Media Five FY2026 Q3 Analysis: Operating Profit Surges Amid Revenue Growth, But Net Profit Slips
Media Five Inc. (TSE:3824), a Japanese IT services provider specializing in technical staffing, business support, and software development, reported a mixed set of results for its fiscal 2026 Q3 period. While revenue grew modestly and operating profit surged, net profit declined, raising questions about the sustainability of its current trajectory.
Key Numbers (JPY)
| Metric | Q3 2026 | YoY Change |
|---|---|---|
| Revenue | 1.34bn | +4.0% |
| Operating Profit | 73M | +159.0% |
| Ordinary Income | 75M | +18.4% |
| Net Profit | 48M | -12.9% |
| Operating Margin | 5.4% | — |
| Equity Ratio | 60.7% | +7.4pp |
Business Overview Media Five operates in the IT staffing and business support sector, offering services such as technical personnel dispatch, in-house training for unexperienced employees, and software development on a contract basis. The company has been expanding its presence in Tokyo and investing in training initiatives to address the persistent shortage of IT professionals in Japan.

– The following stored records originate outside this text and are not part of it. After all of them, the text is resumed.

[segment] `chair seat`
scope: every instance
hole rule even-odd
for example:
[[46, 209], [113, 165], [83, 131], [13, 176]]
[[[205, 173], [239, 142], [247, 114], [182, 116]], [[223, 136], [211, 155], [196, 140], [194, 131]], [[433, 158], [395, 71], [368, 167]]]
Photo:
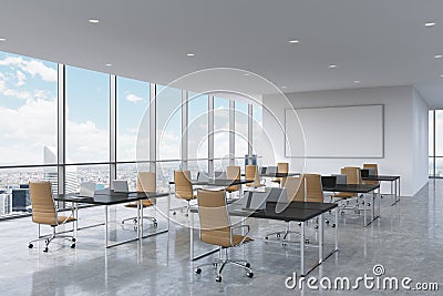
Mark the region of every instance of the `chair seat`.
[[350, 193], [350, 192], [339, 192], [339, 193], [332, 195], [332, 197], [334, 197], [334, 198], [343, 198], [343, 200], [352, 198], [356, 196], [357, 196], [356, 193]]
[[[150, 200], [142, 201], [142, 207], [148, 207], [153, 205], [154, 205], [153, 202], [151, 202]], [[125, 207], [132, 207], [132, 208], [137, 207], [137, 202], [125, 204]]]
[[[59, 224], [63, 224], [63, 223], [66, 223], [66, 222], [74, 222], [74, 221], [76, 221], [76, 218], [74, 218], [74, 217], [56, 216], [56, 222]], [[56, 226], [56, 225], [52, 225], [52, 226]]]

Analysis Revenue for the quarter rose by 4.0% year-over-year, in line with industry average, suggesting that demand for IT staffing and business support services remains stable. However, the growth rate is modest, indicating that the company is not outpacing its peers in terms of expansion.

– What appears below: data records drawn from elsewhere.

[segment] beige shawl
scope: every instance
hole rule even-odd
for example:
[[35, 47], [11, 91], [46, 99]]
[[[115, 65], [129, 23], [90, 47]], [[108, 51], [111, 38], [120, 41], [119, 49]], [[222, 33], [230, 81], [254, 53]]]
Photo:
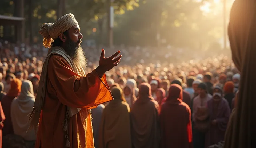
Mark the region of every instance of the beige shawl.
[[[83, 68], [77, 67], [73, 63], [73, 60], [70, 57], [66, 54], [64, 49], [59, 46], [55, 46], [51, 47], [49, 49], [47, 56], [45, 60], [43, 66], [40, 80], [38, 86], [38, 89], [37, 94], [37, 97], [35, 98], [35, 104], [33, 107], [33, 110], [30, 114], [30, 119], [31, 119], [30, 129], [33, 128], [36, 130], [39, 123], [40, 117], [40, 114], [43, 105], [45, 101], [45, 97], [46, 90], [46, 80], [47, 73], [48, 62], [51, 56], [53, 54], [57, 54], [63, 57], [68, 62], [72, 70], [81, 76], [85, 76], [85, 72]], [[78, 113], [81, 108], [76, 108], [67, 107], [67, 114], [69, 115], [68, 117], [66, 117], [65, 123], [63, 125], [64, 129], [66, 129], [67, 126], [67, 118], [70, 118]]]
[[254, 0], [236, 0], [231, 10], [229, 37], [232, 59], [241, 77], [237, 107], [230, 117], [225, 148], [256, 147], [256, 6]]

The most notable result was the 159.0% year-over-year increase in operating profit, which far outpaced the 4.0% revenue growth. This suggests that the company has made significant strides in cost control or has secured higher-margin contracts. The focus on training and upskilling IT engineers may be contributing to improved efficiency and reduced long-term labor costs.

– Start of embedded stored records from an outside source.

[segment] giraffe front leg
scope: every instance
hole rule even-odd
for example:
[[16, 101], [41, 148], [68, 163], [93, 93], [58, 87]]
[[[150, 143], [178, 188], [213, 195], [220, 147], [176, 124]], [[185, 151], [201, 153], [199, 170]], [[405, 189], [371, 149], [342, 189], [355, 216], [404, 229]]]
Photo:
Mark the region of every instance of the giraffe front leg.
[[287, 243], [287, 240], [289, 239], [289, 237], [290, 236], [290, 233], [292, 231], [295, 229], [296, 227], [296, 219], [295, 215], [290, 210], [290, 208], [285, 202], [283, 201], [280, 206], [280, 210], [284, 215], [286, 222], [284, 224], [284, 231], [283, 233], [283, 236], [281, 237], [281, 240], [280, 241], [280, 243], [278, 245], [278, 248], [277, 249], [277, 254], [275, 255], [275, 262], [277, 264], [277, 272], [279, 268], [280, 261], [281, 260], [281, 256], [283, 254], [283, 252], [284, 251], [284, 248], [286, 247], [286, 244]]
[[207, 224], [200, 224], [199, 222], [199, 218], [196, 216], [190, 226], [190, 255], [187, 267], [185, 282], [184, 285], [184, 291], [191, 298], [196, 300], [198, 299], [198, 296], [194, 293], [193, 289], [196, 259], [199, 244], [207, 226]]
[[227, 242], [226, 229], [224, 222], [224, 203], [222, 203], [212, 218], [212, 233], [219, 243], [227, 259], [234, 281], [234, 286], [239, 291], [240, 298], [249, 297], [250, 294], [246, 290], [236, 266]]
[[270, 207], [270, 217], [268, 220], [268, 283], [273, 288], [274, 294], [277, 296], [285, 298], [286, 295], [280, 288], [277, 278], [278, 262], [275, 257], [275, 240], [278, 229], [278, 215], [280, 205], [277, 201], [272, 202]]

Ordinary income also rose by 18.4%, reflecting the positive impact of operating profit, though the increase was more moderate. The decline in net profit by 12.9% is concerning, as it indicates that the gains in operating profit were not fully reflected in bottom-line results. This could be due to increased tax burdens or non-operating expenses.
The company’s equity ratio has improved to 60.7% from 53.3%, signaling stronger financial stability and reduced reliance on debt financing.
Next Year Guidance Management has provided preliminary guidance for the next fiscal year, though the targets appear conservative. The forecasted revenue for the coming year is JPY 1.78bn, representing a 3.7% increase over the current fiscal year’s full-year results. Operating profit is expected to decline to JPY 36M, a 1.4% decrease from the current year’s full-year performance. These targets suggest a cautious outlook, with management not projecting significant improvements in profitability despite modest revenue growth.